Ricky liked his vodka the same way his father did, and they’d probably be drinking together at this time of day if they could, but his old man was back home in Pittsburgh as the CEO of the company that sold the chemicals they put in soap. He hadn’t called his dad in a few months due to a lack of any news, and therefore a lack of any reason to call. With six other kids, older and younger, spread throughout Pennsylvania and New York, Ricky figured his dad had his hands full at home.

A woman took away the empty glass bowl in front of Ricky and disappeared into the kitchen. When she returned, the bowl was full with peanuts and she smiled with her mouth closed. Ricky nodded at her, thinking that he sort of liked her long black hair and her plain, wide face.

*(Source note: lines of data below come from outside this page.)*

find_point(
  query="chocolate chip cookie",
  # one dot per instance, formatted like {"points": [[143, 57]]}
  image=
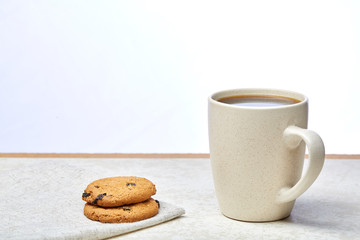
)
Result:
{"points": [[118, 191], [127, 213]]}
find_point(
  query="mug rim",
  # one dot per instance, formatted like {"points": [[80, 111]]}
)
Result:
{"points": [[213, 98]]}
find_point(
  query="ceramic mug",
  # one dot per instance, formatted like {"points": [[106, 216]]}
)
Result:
{"points": [[257, 154]]}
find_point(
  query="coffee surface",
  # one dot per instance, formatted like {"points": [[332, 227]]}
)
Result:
{"points": [[258, 100]]}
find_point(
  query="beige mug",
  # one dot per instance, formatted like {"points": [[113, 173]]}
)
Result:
{"points": [[257, 152]]}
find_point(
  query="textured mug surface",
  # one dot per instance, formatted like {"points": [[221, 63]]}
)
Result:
{"points": [[257, 155]]}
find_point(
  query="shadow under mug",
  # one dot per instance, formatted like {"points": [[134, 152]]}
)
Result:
{"points": [[257, 154]]}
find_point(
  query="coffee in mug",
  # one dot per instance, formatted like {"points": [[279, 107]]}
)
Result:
{"points": [[257, 143]]}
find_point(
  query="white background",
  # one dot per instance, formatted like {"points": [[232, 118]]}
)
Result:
{"points": [[134, 76]]}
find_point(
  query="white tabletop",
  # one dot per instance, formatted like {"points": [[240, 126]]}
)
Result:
{"points": [[330, 209]]}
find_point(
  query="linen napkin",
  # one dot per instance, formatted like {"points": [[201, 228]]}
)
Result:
{"points": [[43, 201]]}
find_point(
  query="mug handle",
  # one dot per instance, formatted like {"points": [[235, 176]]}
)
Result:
{"points": [[293, 135]]}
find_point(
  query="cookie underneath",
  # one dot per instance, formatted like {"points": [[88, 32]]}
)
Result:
{"points": [[118, 191], [127, 213]]}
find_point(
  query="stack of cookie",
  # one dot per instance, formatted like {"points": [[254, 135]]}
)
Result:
{"points": [[120, 199]]}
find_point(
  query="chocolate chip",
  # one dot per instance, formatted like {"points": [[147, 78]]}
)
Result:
{"points": [[99, 197], [85, 194], [126, 208]]}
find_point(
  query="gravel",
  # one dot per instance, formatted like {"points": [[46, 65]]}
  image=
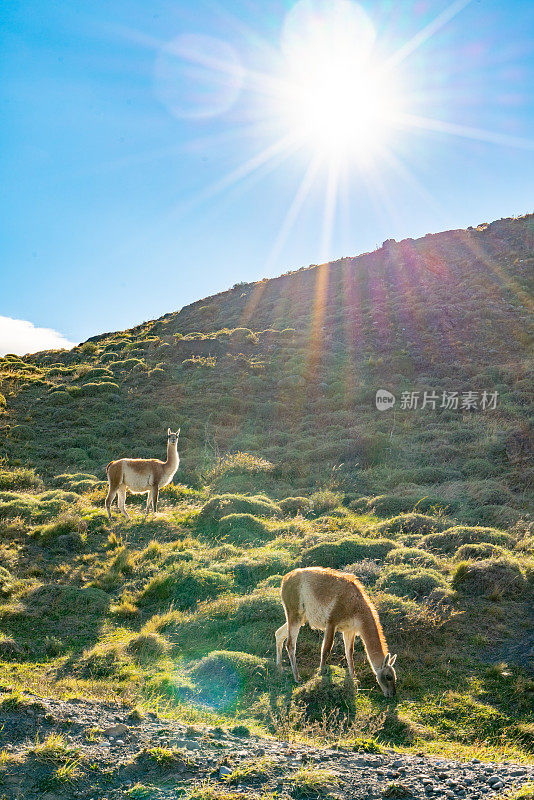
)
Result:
{"points": [[113, 753]]}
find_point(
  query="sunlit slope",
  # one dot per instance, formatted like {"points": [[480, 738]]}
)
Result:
{"points": [[287, 369]]}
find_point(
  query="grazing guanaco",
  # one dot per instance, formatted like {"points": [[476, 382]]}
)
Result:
{"points": [[140, 475], [333, 601]]}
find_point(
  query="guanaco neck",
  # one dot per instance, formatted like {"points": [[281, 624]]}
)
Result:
{"points": [[171, 465], [373, 639]]}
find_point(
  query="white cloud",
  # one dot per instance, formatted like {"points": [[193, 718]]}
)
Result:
{"points": [[20, 336]]}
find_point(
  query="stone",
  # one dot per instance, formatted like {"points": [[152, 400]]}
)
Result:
{"points": [[116, 730]]}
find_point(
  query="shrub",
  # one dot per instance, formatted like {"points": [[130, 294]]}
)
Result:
{"points": [[248, 571], [411, 523], [221, 667], [65, 523], [412, 555], [184, 585], [19, 478], [61, 600], [452, 538], [102, 661], [497, 577], [13, 504], [367, 571], [242, 529], [88, 348], [224, 504], [345, 551], [478, 467], [329, 691], [477, 552], [96, 389], [389, 504], [148, 646], [291, 506], [412, 582], [324, 501], [7, 582]]}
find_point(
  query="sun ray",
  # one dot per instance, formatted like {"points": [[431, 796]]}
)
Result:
{"points": [[293, 211], [465, 131], [425, 33]]}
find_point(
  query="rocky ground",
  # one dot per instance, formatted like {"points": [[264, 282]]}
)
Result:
{"points": [[80, 749]]}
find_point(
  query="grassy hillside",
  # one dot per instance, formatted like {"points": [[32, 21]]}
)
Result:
{"points": [[286, 461], [287, 369], [179, 613]]}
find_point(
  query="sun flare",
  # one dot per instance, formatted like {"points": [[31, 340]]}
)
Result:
{"points": [[335, 97]]}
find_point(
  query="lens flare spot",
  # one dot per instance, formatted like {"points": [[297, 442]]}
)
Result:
{"points": [[197, 76]]}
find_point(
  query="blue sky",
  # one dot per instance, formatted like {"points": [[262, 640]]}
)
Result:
{"points": [[131, 180]]}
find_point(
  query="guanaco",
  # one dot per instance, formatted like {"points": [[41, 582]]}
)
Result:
{"points": [[142, 475], [333, 601]]}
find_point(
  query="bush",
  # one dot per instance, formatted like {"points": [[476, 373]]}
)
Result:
{"points": [[385, 505], [243, 529], [102, 662], [477, 552], [13, 504], [66, 523], [96, 389], [411, 523], [248, 571], [19, 478], [7, 582], [324, 501], [478, 468], [345, 551], [412, 555], [412, 582], [148, 646], [329, 691], [389, 504], [221, 667], [185, 585], [60, 600], [451, 539], [292, 506], [224, 504], [496, 577]]}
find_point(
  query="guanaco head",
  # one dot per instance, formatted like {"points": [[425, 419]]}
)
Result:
{"points": [[386, 676], [172, 438]]}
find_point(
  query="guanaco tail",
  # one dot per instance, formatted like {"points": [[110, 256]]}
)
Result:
{"points": [[142, 475], [333, 601]]}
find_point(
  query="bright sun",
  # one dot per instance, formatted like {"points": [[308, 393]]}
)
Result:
{"points": [[333, 96]]}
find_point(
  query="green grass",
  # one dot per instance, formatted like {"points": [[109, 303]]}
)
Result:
{"points": [[159, 613], [285, 462]]}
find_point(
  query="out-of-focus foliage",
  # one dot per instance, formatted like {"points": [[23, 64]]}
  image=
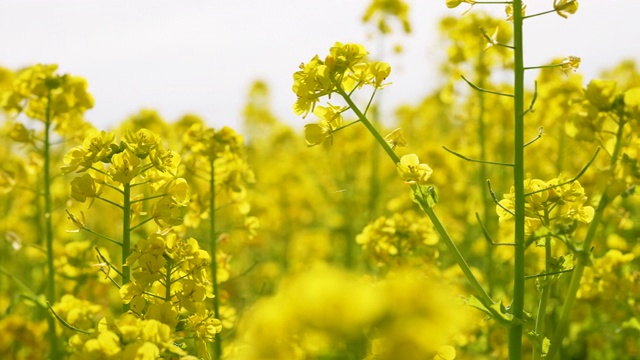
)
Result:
{"points": [[318, 250]]}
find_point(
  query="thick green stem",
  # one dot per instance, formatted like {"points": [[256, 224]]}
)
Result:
{"points": [[126, 237], [48, 230], [482, 295], [517, 306], [217, 346]]}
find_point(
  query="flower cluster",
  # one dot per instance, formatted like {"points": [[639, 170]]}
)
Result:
{"points": [[171, 285], [398, 238], [556, 204], [326, 312], [139, 158], [344, 69], [412, 171]]}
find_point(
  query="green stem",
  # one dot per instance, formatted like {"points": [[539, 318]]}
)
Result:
{"points": [[544, 298], [517, 306], [576, 277], [126, 237], [48, 229], [217, 346], [459, 259], [583, 258]]}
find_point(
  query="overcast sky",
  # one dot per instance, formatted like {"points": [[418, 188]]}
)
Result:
{"points": [[201, 56]]}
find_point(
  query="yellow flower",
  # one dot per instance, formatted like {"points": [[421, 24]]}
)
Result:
{"points": [[316, 134], [84, 187], [601, 93], [565, 8], [455, 3], [509, 10], [124, 167], [570, 63], [395, 139], [412, 171]]}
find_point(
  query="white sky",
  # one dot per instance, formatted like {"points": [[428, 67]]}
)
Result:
{"points": [[201, 56]]}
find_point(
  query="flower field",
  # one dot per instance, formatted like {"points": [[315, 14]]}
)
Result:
{"points": [[497, 218]]}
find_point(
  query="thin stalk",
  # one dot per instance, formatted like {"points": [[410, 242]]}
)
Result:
{"points": [[544, 297], [482, 295], [126, 238], [48, 229], [217, 346], [517, 306], [582, 260]]}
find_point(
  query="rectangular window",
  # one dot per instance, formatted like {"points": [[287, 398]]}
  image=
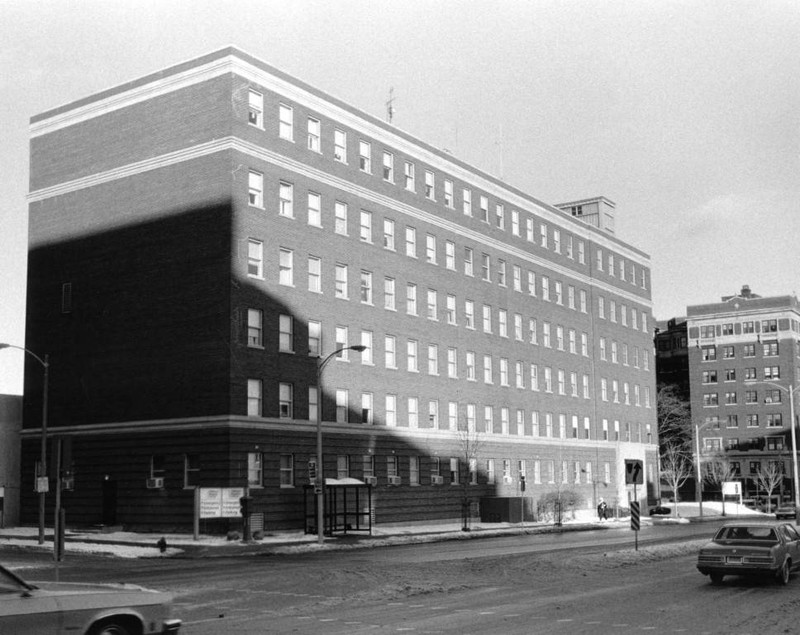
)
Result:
{"points": [[365, 156], [388, 167], [365, 226], [314, 274], [408, 174], [313, 134], [255, 109], [286, 267], [287, 470], [340, 145], [255, 189], [286, 334], [286, 122], [285, 400], [255, 330], [430, 185], [254, 397], [340, 218], [255, 258]]}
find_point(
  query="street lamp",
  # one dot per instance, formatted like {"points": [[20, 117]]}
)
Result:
{"points": [[319, 486], [43, 456]]}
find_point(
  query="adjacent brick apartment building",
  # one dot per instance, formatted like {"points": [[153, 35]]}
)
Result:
{"points": [[200, 237], [744, 368]]}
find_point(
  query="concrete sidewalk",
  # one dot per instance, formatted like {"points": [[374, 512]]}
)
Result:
{"points": [[142, 545]]}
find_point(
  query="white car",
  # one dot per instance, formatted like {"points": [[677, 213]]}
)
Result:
{"points": [[58, 608]]}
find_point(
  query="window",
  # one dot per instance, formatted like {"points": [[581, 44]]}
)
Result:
{"points": [[412, 348], [286, 199], [411, 242], [255, 189], [430, 185], [388, 167], [254, 393], [430, 248], [314, 338], [255, 109], [340, 218], [390, 351], [342, 407], [467, 197], [391, 410], [255, 258], [411, 299], [286, 267], [285, 333], [365, 227], [408, 173], [313, 134], [314, 274], [388, 234], [367, 408], [389, 296], [286, 122], [468, 262], [340, 145], [433, 302], [191, 470], [366, 287], [365, 156], [341, 281], [285, 400], [287, 470], [433, 359], [450, 255], [255, 331]]}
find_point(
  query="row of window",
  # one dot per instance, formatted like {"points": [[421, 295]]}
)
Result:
{"points": [[771, 420], [412, 417], [560, 338], [576, 299], [491, 214], [768, 349]]}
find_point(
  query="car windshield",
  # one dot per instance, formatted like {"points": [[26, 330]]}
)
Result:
{"points": [[9, 583], [767, 534]]}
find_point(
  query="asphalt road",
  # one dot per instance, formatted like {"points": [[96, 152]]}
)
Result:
{"points": [[586, 582]]}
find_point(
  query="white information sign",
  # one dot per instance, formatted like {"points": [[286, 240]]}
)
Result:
{"points": [[220, 502]]}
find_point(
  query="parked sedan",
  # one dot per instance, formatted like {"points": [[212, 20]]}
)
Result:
{"points": [[53, 608], [771, 549]]}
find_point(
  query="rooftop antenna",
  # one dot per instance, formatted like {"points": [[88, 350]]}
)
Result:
{"points": [[390, 106]]}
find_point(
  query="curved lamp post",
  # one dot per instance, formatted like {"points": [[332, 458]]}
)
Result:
{"points": [[319, 486], [43, 456]]}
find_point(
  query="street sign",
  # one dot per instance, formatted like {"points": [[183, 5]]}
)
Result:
{"points": [[635, 515], [634, 472]]}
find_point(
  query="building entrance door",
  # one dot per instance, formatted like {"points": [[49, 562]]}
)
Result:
{"points": [[109, 502]]}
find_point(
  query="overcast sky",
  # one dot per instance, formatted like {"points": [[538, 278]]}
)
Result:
{"points": [[685, 114]]}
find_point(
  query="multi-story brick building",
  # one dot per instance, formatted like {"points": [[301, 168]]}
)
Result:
{"points": [[744, 368], [200, 237]]}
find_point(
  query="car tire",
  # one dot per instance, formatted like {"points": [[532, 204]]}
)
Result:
{"points": [[783, 573], [110, 628]]}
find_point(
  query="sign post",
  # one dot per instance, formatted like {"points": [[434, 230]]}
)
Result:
{"points": [[634, 475]]}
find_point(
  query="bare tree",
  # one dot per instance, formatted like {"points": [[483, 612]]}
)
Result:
{"points": [[769, 478], [674, 418], [717, 470], [469, 446], [676, 468]]}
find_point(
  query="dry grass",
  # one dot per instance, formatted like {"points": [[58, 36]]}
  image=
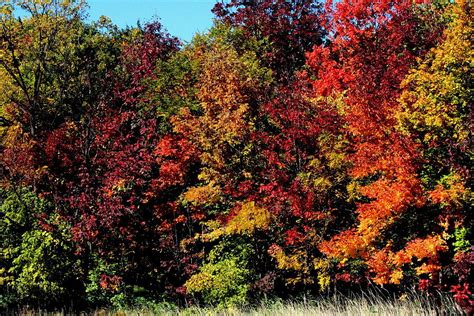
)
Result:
{"points": [[367, 304]]}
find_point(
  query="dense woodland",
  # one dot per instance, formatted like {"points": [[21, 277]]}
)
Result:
{"points": [[297, 147]]}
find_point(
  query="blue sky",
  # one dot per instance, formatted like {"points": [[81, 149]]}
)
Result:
{"points": [[182, 18]]}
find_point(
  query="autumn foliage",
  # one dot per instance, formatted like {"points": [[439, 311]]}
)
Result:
{"points": [[296, 147]]}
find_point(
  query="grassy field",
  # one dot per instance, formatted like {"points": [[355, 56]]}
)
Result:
{"points": [[368, 304]]}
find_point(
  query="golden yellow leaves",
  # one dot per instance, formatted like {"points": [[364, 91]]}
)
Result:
{"points": [[206, 194], [248, 218]]}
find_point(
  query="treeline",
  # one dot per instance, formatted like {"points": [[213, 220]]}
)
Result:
{"points": [[294, 148]]}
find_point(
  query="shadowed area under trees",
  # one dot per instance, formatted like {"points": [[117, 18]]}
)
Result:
{"points": [[297, 148]]}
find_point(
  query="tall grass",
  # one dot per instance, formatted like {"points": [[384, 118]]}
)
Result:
{"points": [[369, 303]]}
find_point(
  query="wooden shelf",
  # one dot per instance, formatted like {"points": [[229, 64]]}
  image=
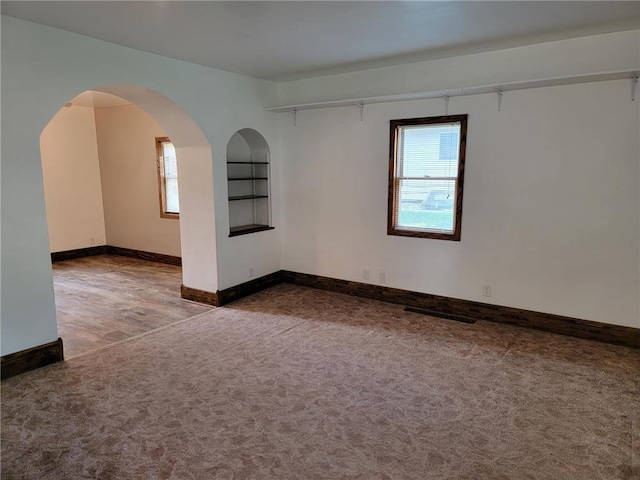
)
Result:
{"points": [[246, 178], [247, 163], [244, 229], [247, 197]]}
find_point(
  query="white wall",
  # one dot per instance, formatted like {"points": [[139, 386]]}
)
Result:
{"points": [[128, 167], [597, 54], [551, 203], [73, 193], [42, 69]]}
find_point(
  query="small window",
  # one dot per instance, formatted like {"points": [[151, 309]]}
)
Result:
{"points": [[426, 175], [167, 178]]}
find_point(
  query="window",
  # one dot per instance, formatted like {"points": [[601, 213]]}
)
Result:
{"points": [[167, 178], [426, 176]]}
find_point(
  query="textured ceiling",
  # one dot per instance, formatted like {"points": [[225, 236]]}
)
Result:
{"points": [[297, 39]]}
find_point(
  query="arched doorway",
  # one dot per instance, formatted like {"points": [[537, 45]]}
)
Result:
{"points": [[196, 224]]}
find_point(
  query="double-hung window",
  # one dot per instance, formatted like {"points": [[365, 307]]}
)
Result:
{"points": [[426, 177], [167, 178]]}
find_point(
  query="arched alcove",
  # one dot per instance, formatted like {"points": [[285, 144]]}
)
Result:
{"points": [[249, 183]]}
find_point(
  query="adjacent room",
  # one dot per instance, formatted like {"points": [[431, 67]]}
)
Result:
{"points": [[300, 240]]}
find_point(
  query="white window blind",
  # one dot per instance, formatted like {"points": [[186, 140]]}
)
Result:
{"points": [[426, 176], [170, 177], [167, 178]]}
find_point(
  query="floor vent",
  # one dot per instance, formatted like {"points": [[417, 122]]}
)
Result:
{"points": [[433, 313]]}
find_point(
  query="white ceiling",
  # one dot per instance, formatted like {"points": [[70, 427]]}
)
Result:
{"points": [[296, 39]]}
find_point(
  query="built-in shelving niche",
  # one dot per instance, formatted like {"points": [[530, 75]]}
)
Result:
{"points": [[249, 185]]}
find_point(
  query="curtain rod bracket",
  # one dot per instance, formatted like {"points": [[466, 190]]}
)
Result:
{"points": [[500, 93]]}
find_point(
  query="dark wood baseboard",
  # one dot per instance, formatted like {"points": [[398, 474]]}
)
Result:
{"points": [[232, 294], [142, 255], [78, 253], [31, 358], [466, 309], [200, 296]]}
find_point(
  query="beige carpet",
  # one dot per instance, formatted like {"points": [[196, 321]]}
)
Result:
{"points": [[295, 383]]}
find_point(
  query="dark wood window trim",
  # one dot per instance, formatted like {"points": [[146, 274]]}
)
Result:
{"points": [[161, 182], [392, 228]]}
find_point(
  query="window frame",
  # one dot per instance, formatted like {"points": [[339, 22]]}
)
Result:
{"points": [[395, 125], [162, 185]]}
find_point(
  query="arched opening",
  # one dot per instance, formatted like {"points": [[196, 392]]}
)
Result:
{"points": [[108, 196], [249, 185]]}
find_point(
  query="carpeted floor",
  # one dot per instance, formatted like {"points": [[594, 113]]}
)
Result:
{"points": [[295, 383]]}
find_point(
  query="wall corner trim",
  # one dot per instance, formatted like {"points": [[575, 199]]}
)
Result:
{"points": [[25, 360], [237, 292], [78, 253], [447, 307], [200, 296]]}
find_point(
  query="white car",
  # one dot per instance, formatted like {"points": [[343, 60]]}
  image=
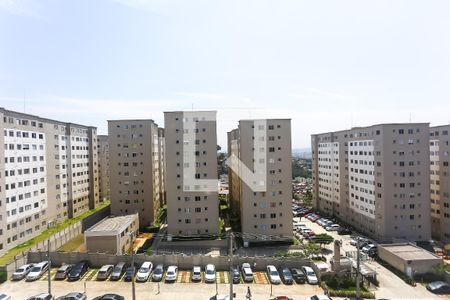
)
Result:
{"points": [[171, 274], [310, 275], [210, 273], [22, 272], [273, 274], [144, 271], [332, 227], [196, 273], [37, 271], [247, 272], [318, 297], [5, 297]]}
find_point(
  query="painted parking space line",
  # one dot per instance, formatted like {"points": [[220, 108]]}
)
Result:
{"points": [[261, 278]]}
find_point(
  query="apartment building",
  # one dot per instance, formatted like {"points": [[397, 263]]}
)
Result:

The naval base in San Diego wasn’t really a good place for matchmaking. There were plenty of bars and restaurants where he and his friends drank themselves stupid nightly, but the waitresses there were all cut from the same cloth. They liked Navy guys, but Ricky decided early on he wasn’t interested in the girls that were interested in Navy guys. So he drank his sake bombs at the sushi buffets, but he never left his number on the napkins.

Ricky caught the woman, moving with a practiced grace that was both careful and somehow gentle, cleaning up a table in the far corner of the place, plucking straws from their glasses to consolidate them into one. She gathered up all the plates, then put them into the grey bin on one of the chairs. He suspected she knew he was watching her.

What would he even say if he wanted to make a move? Hey lady, wanna grab a seat on the back of my old-as-f*** Harley for a few hours till we make it back to my shared room at the base? He finished off the rest of his vodka and set it down. At the sound of the glass hitting the bar, the woman turned to Ricky. She left her cart of dirty dishes and sashayed to him.

“Another?” she said. She lifted the glass with melting ice cubes.

Man, that was a gorgeous, plain face, he thought. She could have offered him a rocket ship and he would have accepted.

“Okay,” Ricky said.

She spun around to grab the Grey Goose at the back of the bar.

In his younger years before he settled down with his mom, Ricky’s dad wouldn’t have dared pass up the chance to pick up a cute bus girl at the bar. Ricky knew their drink preferences were the end of their similarities, and that’s why for the last three years he had spent the night before Thanksgiving on La Jolla Beach with whoever else didn’t want to see their family. He knew that there was always a 4:55 p.m. flight to PIT the night before Thanksgiving but had yet to make his way to SAN around that time of year.

The woman put a new glass of vodka on Ricky’s coaster, pushed her hair behind her shoulders and gave him another closed-mouth smile. She looked up at him through her eyelashes. A clear signal, Ricky thought. He doubted it as soon as he so-confidently thought it. His dad would have grabbed that signal and ran with it, but it made Ricky nervous. After a beat, she turned and let her hair swing behind her.

He picked up the glass and looked down into the bottom. Maybe this would be his final glass. For the afternoon, he meant. Maybe he’d finish this glass and see what the cute bus girl was doing later.

Or maybe he’d leave her alone with her dirty apron and her dirty dishes, and he’d drive back to the base and drink more sake bombs and watch his friends pinch the asses of the cute waitresses there, and then maybe he’d walk along the dock and watch the California sun set over the fleet.

And on Thanksgiving this year Ricky’s mom would sit with his distant relatives, reach her hand across the white tablecloth to hold their arms and say, “Ricky, you know, he just doesn’t have an ambitious bone in his body. The Navy’s been so good for him.”

He drank the vodka all at once and set the glass back on the bar. The bus girl was nowhere to be seen. Ricky decided he’d go to the bathroom, then head back home on I-55.

When he washed his hands, he brought cold water against his face. I’ll go home and I’ll never have to know what life would be like with the bus girl. I won’t share a vodka with my dad over a turkey this year, and I won’t give mom anything new to say.

He pushed the door of the bathroom open and rounded the bar to leave. He saw a dirty apron had taken his seat. He stepped outside and put his sunglasses on. He pulled the keys from his pocket and as he turned to head towards his old-as-f*** Harley, the bus girl was sitting on it, smiling with her mouth closed.